Una richiesta di approfondimento e confronto che arriva direttamente dai territori e che ha trovato ascolto da parte della Regione. È questo il risultato emerso dalla Conferenza dei sindaci sul nuovo Piano socio-sanitario integrato della Liguria, al centro di un acceso dibattito che ha portato 56 primi cittadini liguri a chiedere uno stop temporaneo all’iter della riforma.
Sanità ligure, la preoccupazione dei sindaci
A dare voce alle preoccupazioni dei comuni è stata una lettera sottoscritta da decine di sindaci e letta in aula dal sindaco di Fontanigorda, Bruno Franceschi. Nel documento si evidenzia il timore che le modifiche prospettate possano determinare un progressivo allontanamento dei centri decisionali dai territori, soprattutto per quanto riguarda i comuni più piccoli, con il rischio di aumentare i costi e ridurre la capacità di controllo e di risposta alle esigenze locali.
Tra i firmatari figurano amministratori appartenenti a diversi schieramenti politici, a conferma di una posizione trasversale che punta a riportare il confronto sul terreno delle esigenze concrete dei cittadini. Un aspetto sottolineato anche dal presidente regionale di Anci Liguria e sindaco della Spezia, Pierluigi Peracchini.
«L’assessore regionale e il direttore regionale della sanità ci hanno illustrato la bozza del piano socio-sanitario integrato», ha spiegato Peracchini. «I sindaci hanno chiesto una riflessione, soprattutto sul numero dei distretti che dovranno essere definiti in Liguria, e questa richiesta è stata accolta dall’assessore».
Metodo democratico e dialogo: per Peracchini una buona soluzione
Per il primo cittadino spezzino, il confronto istituzionale rappresenta il metodo corretto per affrontare una riforma così delicata. «Mi sembra un buon metodo democratico dialogare per costruire la migliore riforma possibile nell’interesse dei cittadini e di tutti i territori», ha dichiarato.
Peracchini ha inoltre evidenziato come il tema della sanità debba rimanere al di fuori delle contrapposizioni politiche. «Chi fa il sindaco cerca sempre di rappresentare tutti i cittadini, perché i problemi sono di tutti e non hanno colore politico.

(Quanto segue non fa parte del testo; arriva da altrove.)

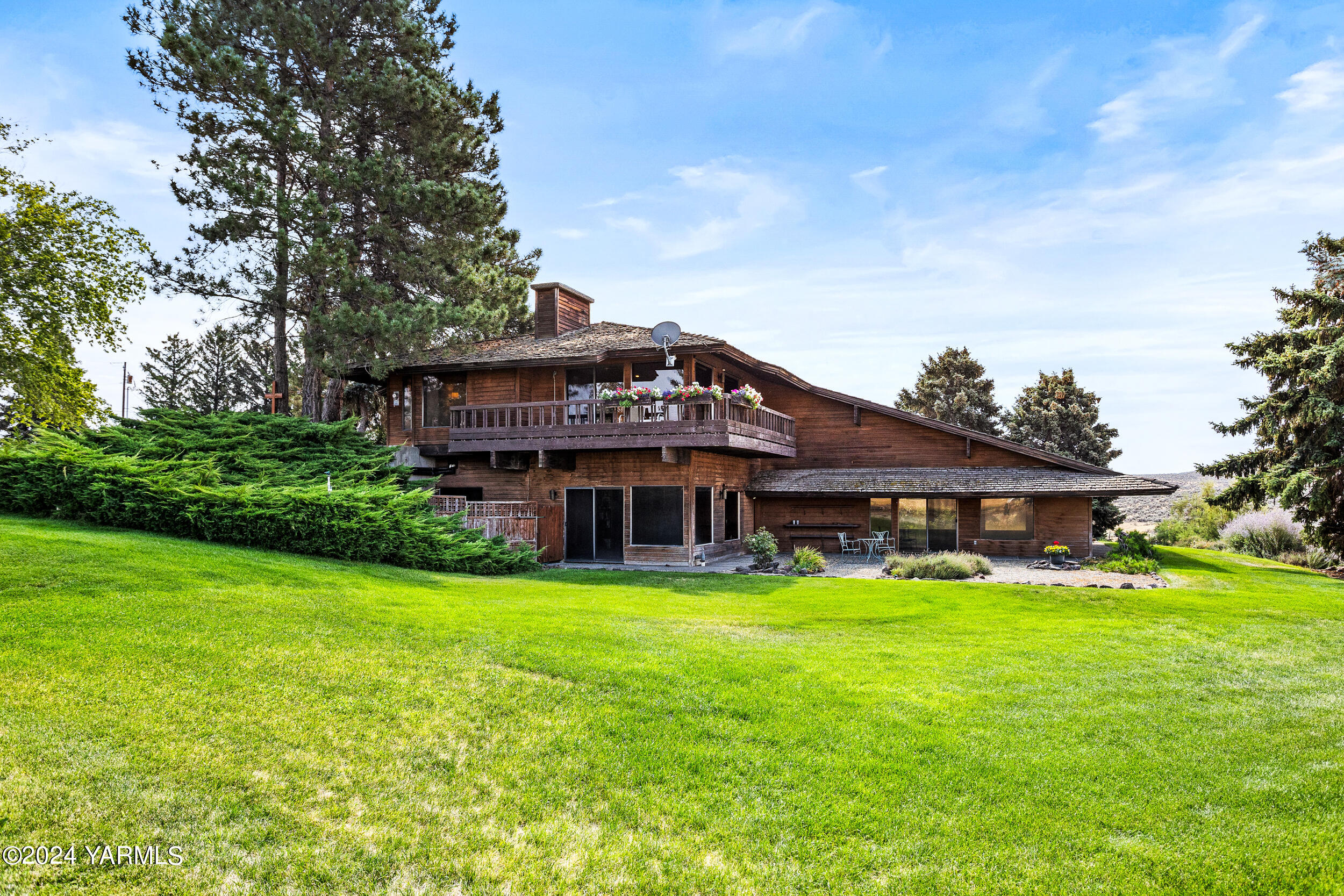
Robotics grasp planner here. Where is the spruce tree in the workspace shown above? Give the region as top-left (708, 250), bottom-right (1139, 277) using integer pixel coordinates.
top-left (1004, 368), bottom-right (1125, 537)
top-left (1196, 234), bottom-right (1344, 551)
top-left (190, 324), bottom-right (250, 414)
top-left (897, 345), bottom-right (1003, 435)
top-left (140, 333), bottom-right (196, 410)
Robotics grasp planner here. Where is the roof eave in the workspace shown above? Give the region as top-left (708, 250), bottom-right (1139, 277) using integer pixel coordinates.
top-left (718, 344), bottom-right (1123, 476)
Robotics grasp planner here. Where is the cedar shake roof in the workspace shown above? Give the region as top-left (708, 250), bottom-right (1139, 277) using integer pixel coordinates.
top-left (747, 466), bottom-right (1177, 498)
top-left (398, 321), bottom-right (723, 369)
top-left (347, 309), bottom-right (1145, 481)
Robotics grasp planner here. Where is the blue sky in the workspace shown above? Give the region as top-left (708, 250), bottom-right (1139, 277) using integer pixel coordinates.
top-left (0, 0), bottom-right (1344, 473)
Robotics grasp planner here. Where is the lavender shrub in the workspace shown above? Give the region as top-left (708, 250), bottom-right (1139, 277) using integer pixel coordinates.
top-left (1218, 508), bottom-right (1303, 559)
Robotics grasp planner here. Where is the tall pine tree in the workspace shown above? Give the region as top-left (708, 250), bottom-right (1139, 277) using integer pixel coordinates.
top-left (897, 345), bottom-right (1003, 435)
top-left (126, 0), bottom-right (538, 418)
top-left (1004, 368), bottom-right (1125, 537)
top-left (124, 0), bottom-right (314, 413)
top-left (188, 324), bottom-right (252, 414)
top-left (140, 333), bottom-right (196, 410)
top-left (1196, 234), bottom-right (1344, 551)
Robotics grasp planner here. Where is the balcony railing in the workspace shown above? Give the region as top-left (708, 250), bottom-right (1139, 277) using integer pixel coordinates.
top-left (448, 398), bottom-right (796, 457)
top-left (429, 494), bottom-right (539, 548)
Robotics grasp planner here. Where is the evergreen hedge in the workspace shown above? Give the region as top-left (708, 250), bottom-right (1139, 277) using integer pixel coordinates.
top-left (73, 408), bottom-right (410, 485)
top-left (0, 427), bottom-right (538, 575)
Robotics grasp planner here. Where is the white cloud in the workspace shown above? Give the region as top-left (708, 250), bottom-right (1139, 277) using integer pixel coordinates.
top-left (606, 218), bottom-right (652, 234)
top-left (606, 159), bottom-right (795, 259)
top-left (849, 165), bottom-right (887, 199)
top-left (989, 47), bottom-right (1074, 132)
top-left (1278, 59), bottom-right (1344, 111)
top-left (722, 0), bottom-right (840, 59)
top-left (1088, 15), bottom-right (1265, 142)
top-left (13, 121), bottom-right (185, 192)
top-left (660, 160), bottom-right (790, 258)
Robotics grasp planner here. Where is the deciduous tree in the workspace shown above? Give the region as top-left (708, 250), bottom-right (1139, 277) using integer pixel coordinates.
top-left (0, 122), bottom-right (148, 430)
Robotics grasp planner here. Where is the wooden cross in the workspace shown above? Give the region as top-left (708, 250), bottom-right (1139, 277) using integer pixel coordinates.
top-left (262, 380), bottom-right (285, 414)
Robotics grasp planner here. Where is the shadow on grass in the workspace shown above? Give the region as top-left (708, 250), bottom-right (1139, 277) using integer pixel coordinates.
top-left (520, 570), bottom-right (798, 597)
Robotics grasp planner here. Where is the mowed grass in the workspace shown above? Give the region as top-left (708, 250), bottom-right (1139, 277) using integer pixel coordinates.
top-left (0, 517), bottom-right (1344, 895)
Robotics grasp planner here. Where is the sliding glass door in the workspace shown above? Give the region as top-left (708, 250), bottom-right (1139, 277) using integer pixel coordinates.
top-left (564, 489), bottom-right (625, 563)
top-left (897, 498), bottom-right (957, 554)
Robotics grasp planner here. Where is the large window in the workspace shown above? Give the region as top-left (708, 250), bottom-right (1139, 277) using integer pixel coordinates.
top-left (723, 492), bottom-right (742, 541)
top-left (631, 361), bottom-right (687, 420)
top-left (421, 374), bottom-right (467, 426)
top-left (564, 364), bottom-right (625, 423)
top-left (897, 498), bottom-right (957, 554)
top-left (695, 485), bottom-right (714, 544)
top-left (980, 498), bottom-right (1035, 541)
top-left (631, 485), bottom-right (685, 546)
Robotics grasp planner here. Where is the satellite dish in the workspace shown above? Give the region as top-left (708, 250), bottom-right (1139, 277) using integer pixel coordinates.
top-left (652, 321), bottom-right (682, 348)
top-left (649, 321), bottom-right (682, 367)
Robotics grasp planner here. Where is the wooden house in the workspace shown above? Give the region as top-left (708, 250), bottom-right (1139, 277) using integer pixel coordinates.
top-left (356, 283), bottom-right (1175, 565)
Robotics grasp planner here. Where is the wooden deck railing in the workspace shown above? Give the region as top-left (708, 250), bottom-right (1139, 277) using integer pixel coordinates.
top-left (449, 399), bottom-right (795, 442)
top-left (429, 494), bottom-right (538, 548)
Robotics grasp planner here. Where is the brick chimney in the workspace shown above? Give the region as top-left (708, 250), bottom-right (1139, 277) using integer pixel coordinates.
top-left (532, 283), bottom-right (593, 339)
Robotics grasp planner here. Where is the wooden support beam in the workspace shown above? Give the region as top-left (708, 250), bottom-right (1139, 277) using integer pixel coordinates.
top-left (491, 451), bottom-right (532, 473)
top-left (537, 451), bottom-right (575, 470)
top-left (663, 447), bottom-right (691, 466)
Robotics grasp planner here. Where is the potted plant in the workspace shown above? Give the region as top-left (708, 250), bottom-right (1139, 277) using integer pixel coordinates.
top-left (728, 385), bottom-right (761, 411)
top-left (663, 383), bottom-right (723, 402)
top-left (1046, 541), bottom-right (1070, 567)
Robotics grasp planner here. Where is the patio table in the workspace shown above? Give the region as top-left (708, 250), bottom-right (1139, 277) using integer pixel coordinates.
top-left (855, 536), bottom-right (886, 560)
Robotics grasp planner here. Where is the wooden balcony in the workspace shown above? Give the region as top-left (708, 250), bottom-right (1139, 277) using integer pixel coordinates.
top-left (421, 399), bottom-right (797, 457)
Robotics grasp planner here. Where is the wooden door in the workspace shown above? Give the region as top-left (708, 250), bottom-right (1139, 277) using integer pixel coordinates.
top-left (537, 504), bottom-right (564, 563)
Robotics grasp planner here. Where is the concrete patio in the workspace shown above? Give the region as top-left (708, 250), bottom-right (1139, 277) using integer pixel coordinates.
top-left (547, 554), bottom-right (1167, 589)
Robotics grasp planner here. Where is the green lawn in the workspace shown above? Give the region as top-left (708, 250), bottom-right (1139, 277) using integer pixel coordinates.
top-left (0, 517), bottom-right (1344, 895)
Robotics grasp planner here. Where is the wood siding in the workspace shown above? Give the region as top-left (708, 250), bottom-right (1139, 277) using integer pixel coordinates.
top-left (438, 450), bottom-right (754, 565)
top-left (467, 369), bottom-right (518, 404)
top-left (532, 289), bottom-right (561, 339)
top-left (752, 494), bottom-right (868, 554)
top-left (754, 494), bottom-right (1091, 557)
top-left (744, 376), bottom-right (1048, 470)
top-left (957, 497), bottom-right (1091, 557)
top-left (556, 289), bottom-right (590, 333)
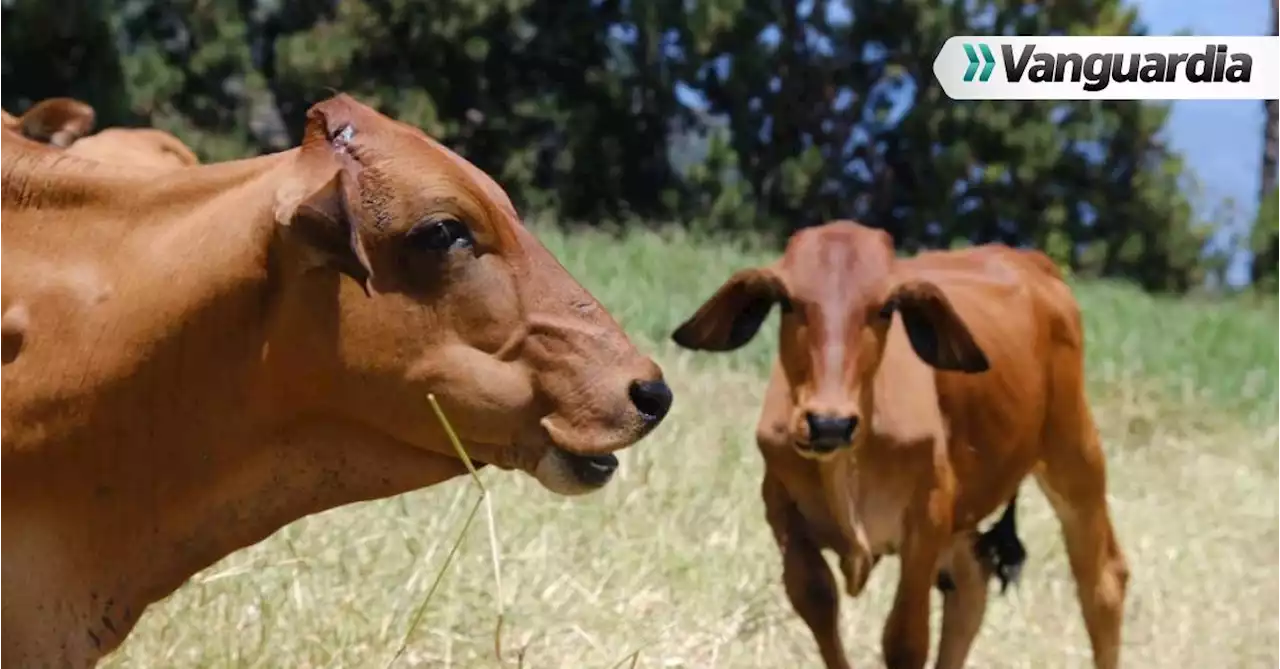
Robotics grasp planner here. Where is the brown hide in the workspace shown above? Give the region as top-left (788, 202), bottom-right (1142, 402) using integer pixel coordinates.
top-left (0, 91), bottom-right (672, 666)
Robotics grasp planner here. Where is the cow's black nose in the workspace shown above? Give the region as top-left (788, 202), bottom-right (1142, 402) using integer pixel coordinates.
top-left (805, 413), bottom-right (858, 450)
top-left (630, 380), bottom-right (672, 425)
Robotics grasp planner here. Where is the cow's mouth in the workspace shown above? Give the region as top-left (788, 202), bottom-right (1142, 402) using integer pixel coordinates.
top-left (792, 439), bottom-right (850, 460)
top-left (534, 446), bottom-right (618, 495)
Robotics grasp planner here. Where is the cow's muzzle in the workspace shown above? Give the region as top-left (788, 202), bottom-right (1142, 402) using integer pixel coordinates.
top-left (534, 446), bottom-right (618, 495)
top-left (796, 413), bottom-right (858, 457)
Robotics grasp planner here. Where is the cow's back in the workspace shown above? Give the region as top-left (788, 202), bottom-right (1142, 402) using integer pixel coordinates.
top-left (911, 244), bottom-right (1083, 526)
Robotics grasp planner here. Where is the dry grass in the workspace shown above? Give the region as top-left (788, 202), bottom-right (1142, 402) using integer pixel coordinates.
top-left (106, 227), bottom-right (1280, 669)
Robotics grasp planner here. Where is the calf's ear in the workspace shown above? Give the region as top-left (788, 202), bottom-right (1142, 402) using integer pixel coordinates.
top-left (18, 97), bottom-right (96, 148)
top-left (883, 279), bottom-right (991, 374)
top-left (671, 267), bottom-right (785, 352)
top-left (278, 109), bottom-right (374, 295)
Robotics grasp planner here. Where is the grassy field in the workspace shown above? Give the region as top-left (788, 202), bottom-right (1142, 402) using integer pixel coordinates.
top-left (106, 230), bottom-right (1280, 669)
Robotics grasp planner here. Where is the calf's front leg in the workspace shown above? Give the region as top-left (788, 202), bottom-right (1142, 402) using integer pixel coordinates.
top-left (881, 489), bottom-right (952, 669)
top-left (762, 475), bottom-right (850, 669)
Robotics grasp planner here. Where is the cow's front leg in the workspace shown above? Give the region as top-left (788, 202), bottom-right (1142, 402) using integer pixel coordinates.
top-left (882, 489), bottom-right (952, 669)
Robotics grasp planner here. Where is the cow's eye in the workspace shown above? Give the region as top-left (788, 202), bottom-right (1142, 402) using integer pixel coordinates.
top-left (876, 299), bottom-right (897, 321)
top-left (408, 219), bottom-right (474, 251)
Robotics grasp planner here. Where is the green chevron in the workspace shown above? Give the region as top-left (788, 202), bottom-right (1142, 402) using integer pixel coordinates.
top-left (964, 45), bottom-right (978, 82)
top-left (963, 42), bottom-right (996, 82)
top-left (978, 43), bottom-right (996, 82)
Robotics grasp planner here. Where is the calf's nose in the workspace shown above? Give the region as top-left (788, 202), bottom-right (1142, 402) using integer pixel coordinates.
top-left (805, 413), bottom-right (858, 450)
top-left (630, 379), bottom-right (672, 427)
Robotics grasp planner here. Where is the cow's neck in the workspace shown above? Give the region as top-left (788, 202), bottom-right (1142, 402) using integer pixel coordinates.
top-left (0, 154), bottom-right (458, 666)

Le riforme non devono mai essere strumentalizzate, perché interessano e toccano la vita di ogni persona».
Parole che sintetizzano la posizione espressa dalla maggioranza dei sindaci liguri: la necessità di approfondire alcuni aspetti della riforma prima di procedere, attraverso un percorso condiviso tra Regione e amministrazioni locali. L’obiettivo, secondo Peracchini, resta uno solo: «Trovare la migliore risposta possibile ai bisogni dei cittadini», in un settore cruciale come quello sanitario e socioassistenziale.